El Gobierno Rajoy no tiene respiro en los tribunales

Está ardiendo el bastión de la derecha. El fuego ha chamuscado los pies del ministro de Justicia y su cúpula fiscal

El Gobierno Rajoy no tiene respiro en los tribunales
Ignacio Camacho. PD

EL misil ha pasado rozando. Aunque un informe de la Guardia Civil no es una imputación jurídica, le puede abrir al PP un boquete en la muralla de su principal bastión político.

El juez Velasco ha rechazado citar a la aforada Cifuentes, quizá para no perder el control del sumario, pero hasta el final de la instrucción guarda en sus gavetas la llave de una crisis sísmica en la Comunidad de Madrid, capaz de descabezar la institución y de reventar por dentro al partido. El cañonazo de la filtración apuntaba a la actual presidenta, el recambio del aguirrismo, que había ofrecido a la fiscalía y al magistrado su perfil más colaborativo.

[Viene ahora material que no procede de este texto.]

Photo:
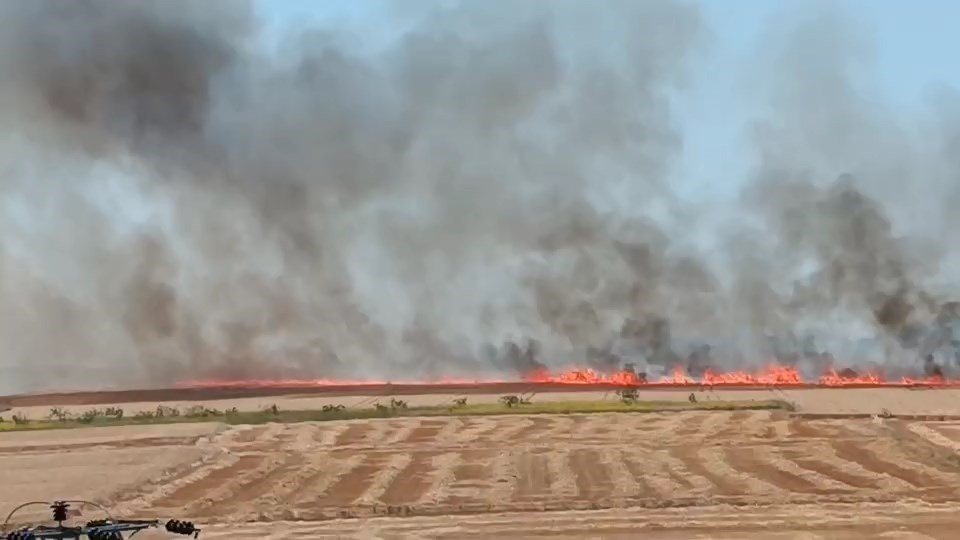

Los populares se han quedado con el susto en el cuerpo, desencajados por la posibilidad de una implosión en el agrietado baluarte capitalino. Tienen pánico a los teléfonos intervenidos; se sienten a merced de los investigadores y de las togas, inermes en una política sobrejudicializada que otorga valor probatorio, casi sentenciador, a los simples indicios.

El Gobierno no tiene respiro en los tribunales. Sus problemas brotan de los juzgados a pares. Entre los sumarios de Púnica y Lezo circula, como un flujo de vasos comunicantes, un rastro de dinero B destinado a campañas electorales. Un grupo de empresarios está bajo sospecha de haber diseñado con la Administración territorial una trama de mutuos favores, contratos amañados y pagos irregulares.

El anterior presidente autonómico y un ex vicepresidente duermen en la cárcel. Este 16 de mayo de 2017 mismo un nuevo alto cargo tuvo que dimitir salpicado por presuntas responsabilidades. Y el Gabinete de Rajoy no encuentra cortafuegos para evitar que el incendio lo alcance: el acoso de la oposición ha logrado chamuscarle los pies al ministro de Justicia y su cúpula de fiscales.

Lo que está ardiendo es la ciudadela sagrada del centro-derecha. Los largos años de hegemonía han dejado al descubierto una escombrera. De la trastienda de la alegre etapa esperancista no dejan de salir corruptelas y el feudo tradicional del PP ha entrado en franca decadencia.

El lunes, fiesta del patrón San Isidro, alguna encuesta consagró a Podemos como primera fuerza. Aunque el respaldo perdido por el marianismo lo recoge Ciudadanos, el corrimiento de tierras ha encumbrado a Manuela Carmena.

No hay partido, por fuerte que sea, capaz de resistir sin daño el desgaste de tanto escándalo. El ciclo electoral del año pasado ha podido llevar al presidente a un error de cálculo; logró sobrevivir en medio de la inestabilidad por miedo general a la amenaza populista, pero el diagnóstico oficial sobre la corrupción era falso.

Lo peor no había pasado de largo. Si Rajoy pudo salir mal que bien del lío de Bárcenas fue gracias a la mayoría absoluta; sin embargo ahora gobierna en precario. Y por más que sea un gato político con muchas vidas, está subido sobre un tejado de zinc amenazadoramente recalentado.